Law & the Courts

Immigration Offenses Topped List of Federal Crimes in FY 2018

Border Patrol agents arrest migrants who crossed the border near Ajo, Ariz., September 11, 2018. (Lucy Nicholson/Reuters)

Immigration offenses became the biggest category of federal crime in fiscal year 2018, surpassing the number of drug offenses.

Crimes relating to immigration comprised 34.4 percent of all federal sentencing cases, an increase from last year’s 30 percent, according to the United States Sentencing Commission’s annual report. While the vast majority of crimes in the U.S., including most violent crimes, are dealt with at the state level, immigration offenses stand out as as category under the purview of federal authorities.

96.3 percent of the 23,883 immigration cases recorded in the report involved Hispanics, 92.7 percent of them male. Approximately 94.7 percent of the cases led to prison sentences, and 13,500 led to supervised release. Only 866 cases involved a defendant under 21 years old.

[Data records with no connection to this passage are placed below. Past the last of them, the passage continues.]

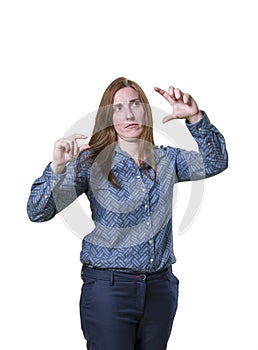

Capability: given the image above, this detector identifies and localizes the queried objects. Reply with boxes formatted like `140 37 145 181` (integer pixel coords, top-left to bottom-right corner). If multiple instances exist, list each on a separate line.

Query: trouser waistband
82 265 172 282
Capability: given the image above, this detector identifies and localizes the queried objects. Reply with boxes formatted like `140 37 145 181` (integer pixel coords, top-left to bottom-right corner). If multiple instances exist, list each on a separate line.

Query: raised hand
51 134 90 173
154 86 202 124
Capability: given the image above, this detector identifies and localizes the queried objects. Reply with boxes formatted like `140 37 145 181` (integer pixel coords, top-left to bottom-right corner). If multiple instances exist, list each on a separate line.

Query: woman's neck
118 138 139 160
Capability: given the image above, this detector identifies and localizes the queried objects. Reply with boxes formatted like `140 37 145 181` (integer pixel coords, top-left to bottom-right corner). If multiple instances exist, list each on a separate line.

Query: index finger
154 87 174 102
69 134 87 140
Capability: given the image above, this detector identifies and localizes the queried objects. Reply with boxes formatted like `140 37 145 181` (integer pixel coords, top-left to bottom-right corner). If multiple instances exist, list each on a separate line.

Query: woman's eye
113 105 122 112
133 100 141 107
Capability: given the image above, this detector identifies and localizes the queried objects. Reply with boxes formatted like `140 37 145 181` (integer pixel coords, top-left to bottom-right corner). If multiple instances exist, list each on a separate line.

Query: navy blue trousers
80 266 179 350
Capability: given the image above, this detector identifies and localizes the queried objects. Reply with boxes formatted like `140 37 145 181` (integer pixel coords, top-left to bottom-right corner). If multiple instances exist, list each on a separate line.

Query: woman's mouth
126 123 139 129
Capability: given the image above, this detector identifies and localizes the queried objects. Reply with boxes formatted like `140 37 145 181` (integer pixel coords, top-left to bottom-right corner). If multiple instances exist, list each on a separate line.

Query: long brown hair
89 77 156 188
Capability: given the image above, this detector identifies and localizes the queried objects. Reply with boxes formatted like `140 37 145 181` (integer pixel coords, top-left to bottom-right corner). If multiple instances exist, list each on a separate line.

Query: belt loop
110 271 114 286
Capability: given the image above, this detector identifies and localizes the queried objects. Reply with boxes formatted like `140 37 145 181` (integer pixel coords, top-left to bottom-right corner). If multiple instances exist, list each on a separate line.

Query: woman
28 78 227 350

“In fiscal year 2018, 54.3 percent of all offenders were Hispanic, 21.2 percent were white, 20.6 percent were black, and 3.8 percent were of another race. Non-U.S. citizens accounted for 42.7 percent of all federal offenders,” the report stated.

Drug offenses were the second most common type of federal crime in fiscal year 2018, at 28.1 percent of all cases. Firearms offenses placed third at 10.8 percent and fraud-related crimes came fourth at 9.5 percent.

The new numbers coincide with an increasing flood of migrants at the southern border, including a record number of families in March, a crisis the Trump administration has attempted to address with its “no tolerance” policy for those who cross the border between ports of entry.

Earlier this month, the White House asked Congress for $4.5 billion in emergency funds to deal with the crisis, including $3.3 billion for humanitarian assistance and $1.1 billion for law-enforcement operations. Democrats have objected to the request, but the White House Budget Office has warned that the Office of Refugee Resettlement and other programs are at risk of running out of funding by the beginning of the summer.